Dr. Altig also serves as an adjunct professor of economics in the graduate school of business at the University of Chicago.
Prior to joining the Atlanta Fed, Dr. Altig served as vice president and associate director of research at the Federal Reserve Bank of Cleveland. He joined the Cleveland Fed in 1991 as an economist before being promoted in 1997. Before joining the Cleveland Fed, Dr. Altig was a faculty member in the department of business economics and public policy at Indiana University. He also has lectured at Ohio State University, Brown University, Case Western Reserve University, Cleveland State University, Duke University, John Carroll University, Kent State University, and the University of Iowa, and in the Chinese Executive MBA program sponsored by the University of Minnesota and Lingnan College of Sun Yat-Sen University.
Dr.
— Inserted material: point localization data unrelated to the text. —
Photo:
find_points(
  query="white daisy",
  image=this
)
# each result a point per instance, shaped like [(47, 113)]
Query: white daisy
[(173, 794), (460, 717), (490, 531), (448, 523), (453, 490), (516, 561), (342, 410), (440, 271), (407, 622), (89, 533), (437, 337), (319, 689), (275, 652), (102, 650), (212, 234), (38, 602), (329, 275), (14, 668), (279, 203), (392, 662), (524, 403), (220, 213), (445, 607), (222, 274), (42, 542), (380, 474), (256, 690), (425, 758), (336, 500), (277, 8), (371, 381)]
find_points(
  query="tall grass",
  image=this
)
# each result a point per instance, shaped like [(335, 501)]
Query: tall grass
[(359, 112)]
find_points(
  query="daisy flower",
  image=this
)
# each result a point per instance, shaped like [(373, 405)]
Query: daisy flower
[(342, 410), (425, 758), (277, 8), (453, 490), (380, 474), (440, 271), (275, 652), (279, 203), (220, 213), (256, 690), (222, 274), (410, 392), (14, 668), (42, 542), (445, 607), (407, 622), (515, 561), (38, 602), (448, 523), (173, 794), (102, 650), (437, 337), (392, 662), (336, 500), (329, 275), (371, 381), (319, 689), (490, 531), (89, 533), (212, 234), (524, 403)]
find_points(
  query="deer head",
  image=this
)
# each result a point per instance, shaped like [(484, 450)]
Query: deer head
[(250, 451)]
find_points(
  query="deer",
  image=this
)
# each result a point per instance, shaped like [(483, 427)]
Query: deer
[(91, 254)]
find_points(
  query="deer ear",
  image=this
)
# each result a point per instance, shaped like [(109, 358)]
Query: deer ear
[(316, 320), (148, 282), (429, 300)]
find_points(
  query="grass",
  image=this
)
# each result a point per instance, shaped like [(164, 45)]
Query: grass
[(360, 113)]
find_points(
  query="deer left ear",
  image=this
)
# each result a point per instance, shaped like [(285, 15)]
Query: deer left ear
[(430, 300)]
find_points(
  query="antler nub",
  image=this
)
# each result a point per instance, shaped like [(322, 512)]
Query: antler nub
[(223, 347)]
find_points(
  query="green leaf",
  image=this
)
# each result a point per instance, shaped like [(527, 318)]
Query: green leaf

Altig’s research is primarily focused on monetary and fiscal policy issues. His articles have appeared in a variety of journals, and he has served as editor for several conference volumes on a wide range of macroeconomic and monetary-economic topics.
Dr. Altig graduated from the University of Iowa with a bachelor’s degree in business administration. He earned his master’s and doctoral degrees in economics from Brown University.
Michael Bryan
Mike Bryan is a vice president and senior economist in the Research Department of the Federal Reserve Bank of Atlanta. He is responsible for organizing the Atlanta Fed’s monetary policy process.